Conforme a Polícia Civil, o escritório teria registrado mais de 145 mil ações judiciais "potencialmente fraudulentas", sendo 112 mil no Rio Grande do Sul e mais de 30 mil em São Paulo. O principal alvo da investigação seria responsável por 47% de todas as ações contra instituições financeiras registradas no Tribunal de Justiça do Rio Grande do Sul (TJRS) e o quinto maior litigante na mesma corte.
Como funcionava o esquema
Segundo a Polícia Civil, após ajuizar processos revisionais contra as instituições financeiras, o grupo contratava um empréstimo em nome dos clientes e o valor entrava na conta deles. As vítimas acreditavam que a quantia era uma indenização por conta da ação judicial.
O grupo então cobrava honorários de 30% sobre o montante do empréstimo. Posteriormente, o escritório também se apropriava do valor referente ao processo ajuizado sem o conhecimento do cliente.

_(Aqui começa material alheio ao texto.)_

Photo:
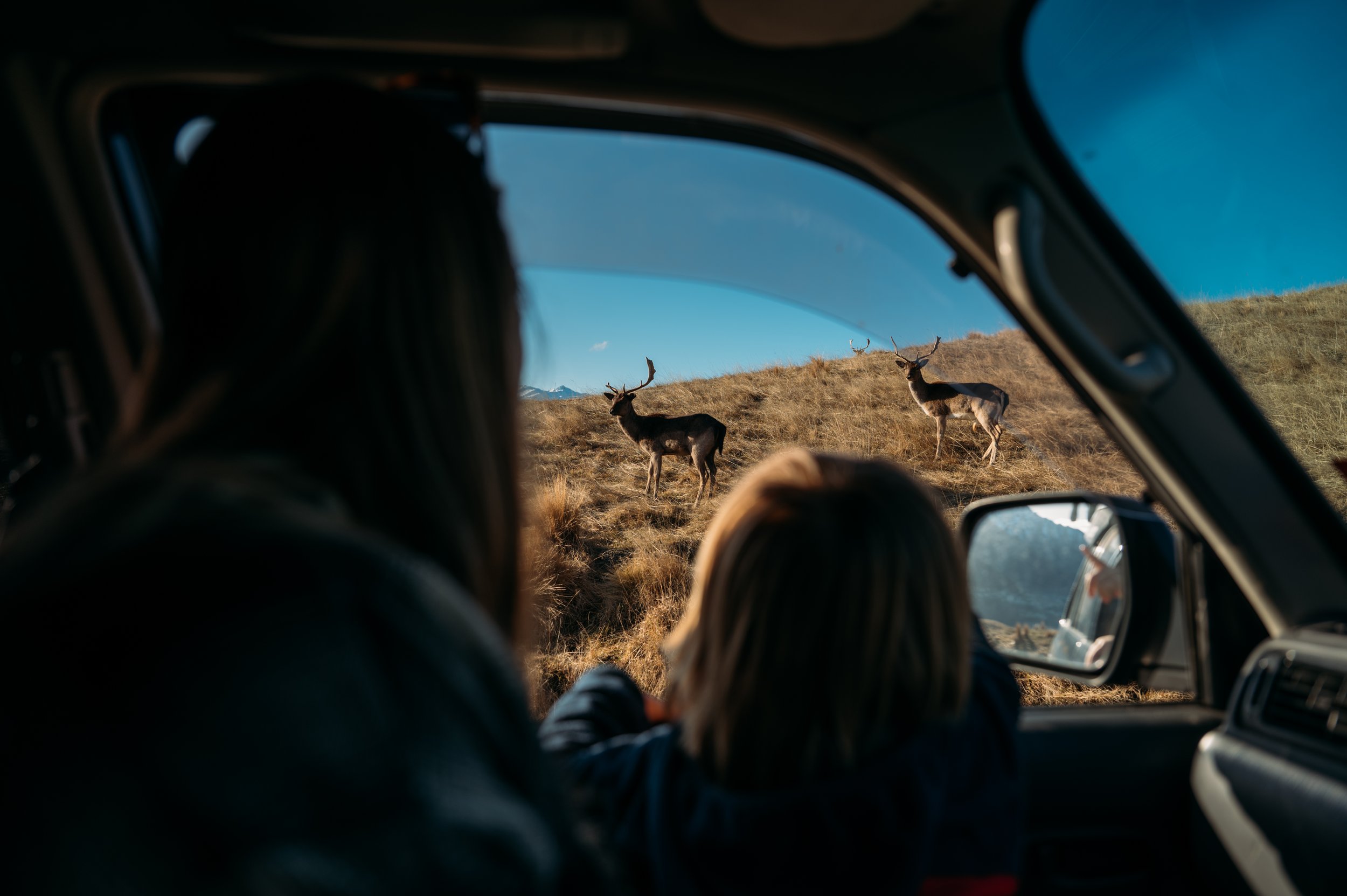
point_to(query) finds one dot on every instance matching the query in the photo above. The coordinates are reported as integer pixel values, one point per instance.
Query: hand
(1098, 651)
(1102, 581)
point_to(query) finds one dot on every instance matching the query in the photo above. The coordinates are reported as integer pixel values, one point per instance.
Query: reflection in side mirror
(1050, 581)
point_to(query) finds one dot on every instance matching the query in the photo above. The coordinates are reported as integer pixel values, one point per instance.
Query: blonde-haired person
(838, 721)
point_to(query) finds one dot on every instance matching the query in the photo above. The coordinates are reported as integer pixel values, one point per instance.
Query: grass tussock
(612, 568)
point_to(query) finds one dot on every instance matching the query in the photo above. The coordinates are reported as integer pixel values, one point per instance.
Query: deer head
(621, 399)
(912, 370)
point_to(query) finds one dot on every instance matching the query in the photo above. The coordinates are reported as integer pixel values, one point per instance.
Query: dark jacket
(212, 682)
(935, 813)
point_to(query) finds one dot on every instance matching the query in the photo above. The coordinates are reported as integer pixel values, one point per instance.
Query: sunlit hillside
(613, 566)
(1291, 353)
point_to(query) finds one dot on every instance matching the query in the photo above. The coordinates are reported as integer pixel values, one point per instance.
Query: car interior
(1235, 564)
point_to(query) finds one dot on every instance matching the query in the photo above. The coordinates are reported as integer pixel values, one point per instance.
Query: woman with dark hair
(265, 647)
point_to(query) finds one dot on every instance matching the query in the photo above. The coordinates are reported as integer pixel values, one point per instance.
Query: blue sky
(710, 258)
(1214, 133)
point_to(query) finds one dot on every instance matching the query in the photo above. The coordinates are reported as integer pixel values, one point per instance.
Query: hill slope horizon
(612, 568)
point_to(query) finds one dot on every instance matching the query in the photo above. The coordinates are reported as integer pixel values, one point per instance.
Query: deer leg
(705, 467)
(995, 432)
(996, 437)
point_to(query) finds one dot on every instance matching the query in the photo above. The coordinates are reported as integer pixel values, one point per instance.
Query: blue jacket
(212, 681)
(935, 813)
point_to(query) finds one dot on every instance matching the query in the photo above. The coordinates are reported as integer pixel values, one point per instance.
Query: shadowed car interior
(958, 119)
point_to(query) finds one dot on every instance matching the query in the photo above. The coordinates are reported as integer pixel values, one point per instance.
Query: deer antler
(650, 365)
(933, 349)
(896, 352)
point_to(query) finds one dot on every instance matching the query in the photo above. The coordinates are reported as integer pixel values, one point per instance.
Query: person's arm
(605, 703)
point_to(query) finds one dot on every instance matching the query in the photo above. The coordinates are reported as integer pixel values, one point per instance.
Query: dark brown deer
(696, 435)
(984, 402)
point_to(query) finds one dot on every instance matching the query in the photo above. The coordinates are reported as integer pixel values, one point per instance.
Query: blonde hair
(829, 615)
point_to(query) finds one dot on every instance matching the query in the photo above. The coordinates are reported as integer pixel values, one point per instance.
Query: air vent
(1308, 701)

— Eles (advogados) ajuizavam ações sem as pessoas saberem. As vítimas são aposentados, servidores públicos, professores estaduais e policiais militares, porque esse escritório acaba fazendo a captação junto à associações de professores e de policiais militares. Além de não repassar o dinheiro para os clientes, as pessoas acabam também não sabendo que têm uma ação no nome dela — ressalta o delegado.

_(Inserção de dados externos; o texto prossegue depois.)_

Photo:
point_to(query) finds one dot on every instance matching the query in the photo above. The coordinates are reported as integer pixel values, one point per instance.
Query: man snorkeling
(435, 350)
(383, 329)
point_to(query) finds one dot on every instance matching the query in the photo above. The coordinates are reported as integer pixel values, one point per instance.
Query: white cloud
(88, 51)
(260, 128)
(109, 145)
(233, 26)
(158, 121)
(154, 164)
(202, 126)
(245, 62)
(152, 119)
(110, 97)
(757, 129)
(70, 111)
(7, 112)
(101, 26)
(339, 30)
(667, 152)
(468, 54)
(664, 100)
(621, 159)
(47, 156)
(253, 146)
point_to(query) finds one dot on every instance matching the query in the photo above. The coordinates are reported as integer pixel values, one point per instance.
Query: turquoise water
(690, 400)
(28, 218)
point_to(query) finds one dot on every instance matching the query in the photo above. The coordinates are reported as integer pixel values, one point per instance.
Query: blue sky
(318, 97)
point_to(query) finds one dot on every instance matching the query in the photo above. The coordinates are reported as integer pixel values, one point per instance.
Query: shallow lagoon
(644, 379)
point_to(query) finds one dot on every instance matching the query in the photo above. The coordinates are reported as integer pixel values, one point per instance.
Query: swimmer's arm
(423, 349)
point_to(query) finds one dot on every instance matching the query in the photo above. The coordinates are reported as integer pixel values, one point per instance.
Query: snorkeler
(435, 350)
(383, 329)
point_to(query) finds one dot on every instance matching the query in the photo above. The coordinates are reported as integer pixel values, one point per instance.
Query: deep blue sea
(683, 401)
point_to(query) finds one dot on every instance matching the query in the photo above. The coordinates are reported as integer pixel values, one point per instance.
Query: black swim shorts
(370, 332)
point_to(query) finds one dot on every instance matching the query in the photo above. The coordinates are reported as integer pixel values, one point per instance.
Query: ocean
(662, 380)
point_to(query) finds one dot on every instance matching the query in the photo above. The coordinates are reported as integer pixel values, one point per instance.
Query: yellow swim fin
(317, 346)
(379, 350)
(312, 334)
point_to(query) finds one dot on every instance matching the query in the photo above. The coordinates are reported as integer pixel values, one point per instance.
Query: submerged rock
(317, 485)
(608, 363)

Nahan conta que o principal alvo da investigação criou duas associações, uma de defesa dos consumidores e outra voltada a defesa dos servidores públicos do Rio Grande do Sul. Ambas as entidades atuavam na captação de clientes, que viriam a se tornar vítimas do grupo, com a oferta de reduzir a taxa de juros em empréstimos.
Nota do advogado de Daniel Nardon
Contatado pela reportagem, o advogado que representa Daniel Nardon, Ricardo Breier, disse que ainda está se inteirando dos fatos.
Confira a nota:
"O escritório Breier & Advogados informa que está atuando na defesa do advogado Daniel Nardon, no âmbito da Operação Malus Doctor, deflagrada pela Polícia Civil do Rio Grande do Sul na manhã desta quinta-feira, 8 de maio.
Esclarecemos que, até o presente momento, a defesa não teve acesso aos autos da referida operação. Tão logo isso ocorra, serão adotadas as medidas jurídicas cabíveis.
Reiteramos o compromisso com o devido processo legal, o contraditório e a ampla defesa, pilares do Estado Democrático de Direito, bem como a presunção de inocência, que deve ser plenamente assegurada a todo cidadão".